The counselor Virginia Satir was one of the founders of the family therapy movement in the 1950’s. Her groundbreaking work on how to provide good therapy to complicated families has endured through the present day.
One of the best contributions she made is called The 5 Freedoms. They represent what everyone has the freedom to do, even though we might not realize it. In fact, I believe the word “right” could be substituted for the word “freedom” and it would still be accurate.
I’ve listed them below and then I’ll give my brief meaning for each one. They could all have other meanings as well. They are:
- The freedom to see and hear what is here, instead of what should be, was, or will be.

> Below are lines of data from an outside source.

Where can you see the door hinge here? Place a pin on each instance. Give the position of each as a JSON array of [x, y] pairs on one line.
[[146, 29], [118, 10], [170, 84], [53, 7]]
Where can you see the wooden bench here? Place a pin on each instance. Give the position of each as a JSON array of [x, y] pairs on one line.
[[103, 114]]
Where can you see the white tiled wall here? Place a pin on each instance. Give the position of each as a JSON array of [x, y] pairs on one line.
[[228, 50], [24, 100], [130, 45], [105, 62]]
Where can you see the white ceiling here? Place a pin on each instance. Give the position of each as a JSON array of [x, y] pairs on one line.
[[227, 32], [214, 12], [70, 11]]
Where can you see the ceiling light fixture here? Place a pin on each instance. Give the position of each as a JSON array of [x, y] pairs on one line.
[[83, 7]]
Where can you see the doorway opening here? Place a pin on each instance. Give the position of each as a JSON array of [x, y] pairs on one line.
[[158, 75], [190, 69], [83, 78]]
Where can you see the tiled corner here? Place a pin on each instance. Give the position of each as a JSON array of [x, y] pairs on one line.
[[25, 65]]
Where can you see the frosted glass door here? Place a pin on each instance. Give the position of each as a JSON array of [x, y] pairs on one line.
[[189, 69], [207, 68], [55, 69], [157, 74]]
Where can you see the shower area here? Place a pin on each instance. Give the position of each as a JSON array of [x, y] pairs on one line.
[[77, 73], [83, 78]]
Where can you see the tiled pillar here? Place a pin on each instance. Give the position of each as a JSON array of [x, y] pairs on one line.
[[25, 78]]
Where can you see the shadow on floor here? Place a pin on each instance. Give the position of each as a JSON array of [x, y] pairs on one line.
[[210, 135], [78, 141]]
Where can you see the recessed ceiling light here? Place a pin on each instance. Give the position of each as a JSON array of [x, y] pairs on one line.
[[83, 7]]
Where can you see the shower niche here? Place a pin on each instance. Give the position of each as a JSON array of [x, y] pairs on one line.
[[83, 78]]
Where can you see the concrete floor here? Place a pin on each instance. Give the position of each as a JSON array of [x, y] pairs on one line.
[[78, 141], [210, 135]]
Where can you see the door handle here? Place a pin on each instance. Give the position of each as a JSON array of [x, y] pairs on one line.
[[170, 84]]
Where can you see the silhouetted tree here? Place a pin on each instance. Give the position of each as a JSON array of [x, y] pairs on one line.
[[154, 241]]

- The freedom to say what you feel and think, instead of what you should.
- The freedom to feel what you feel, instead of what you ought.
- The freedom to ask for what you want, instead of always waiting for permission.
- The freedom to take risks in your own behalf, instead of choosing to be only “secure” and not rocking the boat.
The freedom to see and hear what is here, instead of what should be, was, or will be.
Have you ever pretended that everything was fine when it wasn’t? How often do you avoid conflict? How real is your world?
It’s important to face reality, especially when it’s uncomfortable. Wishing reality was different is pointless.
We need to see reality as it is, not as you or someone else thinks it should be. Only then can we effectively deal with our struggles.
The freedom to say what you feel and think, instead of what you should.
How often do you worry about what other people think of you? Do you often seek the approval of others?
How often are you completely yourself? Do you even know what that feels like?
One way to start is knowing that you have the right to be yourself all the time. And expressing your true thoughts and feelings is an excellent way to practice.
The freedom to feel what you feel, instead of what you ought.
Have you ever judged your own feelings by thinking that you shouldn’t feel that way? Have you ever been confused about what you feel?
We humans are hard wired to feel emotions. Denying they exist is refusing to accept your humanity. And not identifying and accepting your emotions is harmful to your well being.
The freedom to ask for what you want, instead of always waiting for permission.
Have you ever just taken what you’re given, even though it’s not enough? Do you have unmet needs?
You deserve to have your core needs fulfilled and to seek that without question. No one knows what your needs are unless you tell them. And no one knows if your needs are being met unless you tell them that too.
The freedom to take risks in your own behalf, instead of choosing to be only “secure” and not rocking the boat.
Are you living the life you want to live? Have you ever felt your life isn’t going anywhere?
The only way to grow as a person is to take risks. The only way to know what you’re capable of is to take a risk. Taking a risk shows courage. And a risk that doesn’t work out makes you stronger.
You may need help with one or more of these.
How much of these freedoms do you put into practice? If you are struggling with any of them, counseling may be helpful.